Usually, when we arrive in a new place we get our bags inside as quick as we can and head out to look around. Not so in Santillana – we loiter in our little studio apartment, showering and catching up on emails, glad to be inside. The truth is the streets of this perfectly preserved medieval village – famed throughout Spain for its picturesque beauty – were intimidating as we drove in, dropped our bags off and drove out again to leave the car in the mandatory car park on the edge of town.

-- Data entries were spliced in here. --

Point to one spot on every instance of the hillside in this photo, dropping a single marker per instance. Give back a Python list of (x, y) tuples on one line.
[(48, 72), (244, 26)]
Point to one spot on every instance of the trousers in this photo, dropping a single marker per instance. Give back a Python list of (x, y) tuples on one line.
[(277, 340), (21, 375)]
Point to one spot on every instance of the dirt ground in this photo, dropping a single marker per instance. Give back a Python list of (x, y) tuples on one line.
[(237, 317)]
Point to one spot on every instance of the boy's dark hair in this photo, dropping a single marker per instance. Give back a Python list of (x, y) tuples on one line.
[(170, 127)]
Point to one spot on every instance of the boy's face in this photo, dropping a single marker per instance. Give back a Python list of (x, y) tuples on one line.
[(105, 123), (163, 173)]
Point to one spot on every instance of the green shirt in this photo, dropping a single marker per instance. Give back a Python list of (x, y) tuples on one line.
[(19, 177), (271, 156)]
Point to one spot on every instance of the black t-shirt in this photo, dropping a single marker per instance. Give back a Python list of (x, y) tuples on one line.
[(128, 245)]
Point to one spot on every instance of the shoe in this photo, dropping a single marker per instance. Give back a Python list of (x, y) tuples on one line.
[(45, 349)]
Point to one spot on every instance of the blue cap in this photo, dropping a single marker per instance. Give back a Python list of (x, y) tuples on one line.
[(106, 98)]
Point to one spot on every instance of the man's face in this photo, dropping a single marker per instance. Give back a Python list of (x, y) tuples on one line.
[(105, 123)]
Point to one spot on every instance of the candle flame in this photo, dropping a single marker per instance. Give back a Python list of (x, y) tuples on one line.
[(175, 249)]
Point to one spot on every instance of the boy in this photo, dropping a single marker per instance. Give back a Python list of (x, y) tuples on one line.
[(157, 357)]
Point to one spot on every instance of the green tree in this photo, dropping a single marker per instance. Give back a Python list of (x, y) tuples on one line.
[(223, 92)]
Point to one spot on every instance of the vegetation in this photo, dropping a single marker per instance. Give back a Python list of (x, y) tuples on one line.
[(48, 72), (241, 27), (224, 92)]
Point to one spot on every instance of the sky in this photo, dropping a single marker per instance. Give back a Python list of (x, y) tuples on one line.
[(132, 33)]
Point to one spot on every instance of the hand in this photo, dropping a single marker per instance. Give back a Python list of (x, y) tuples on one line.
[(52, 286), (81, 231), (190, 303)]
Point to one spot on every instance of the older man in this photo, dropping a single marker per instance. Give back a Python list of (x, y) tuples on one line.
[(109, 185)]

To say the place is popular would be to put it mildly. What would appear to be the two or three principal streets and square swarm with tourists and day-trippers. Getting even our small car through them is a cocktail of fear, rage and regret. The place is awash with cheap t-shirt emporiums and the kind of mass-distributed trinkets you could pick up in Málaga or Madrid. Somewhere behind all these multi-coloured leather goods and straw hats is the place that Sartre called “the prettiest village in Spain” but, as K succinctly puts it, “I think we got here about two hundred years too late”.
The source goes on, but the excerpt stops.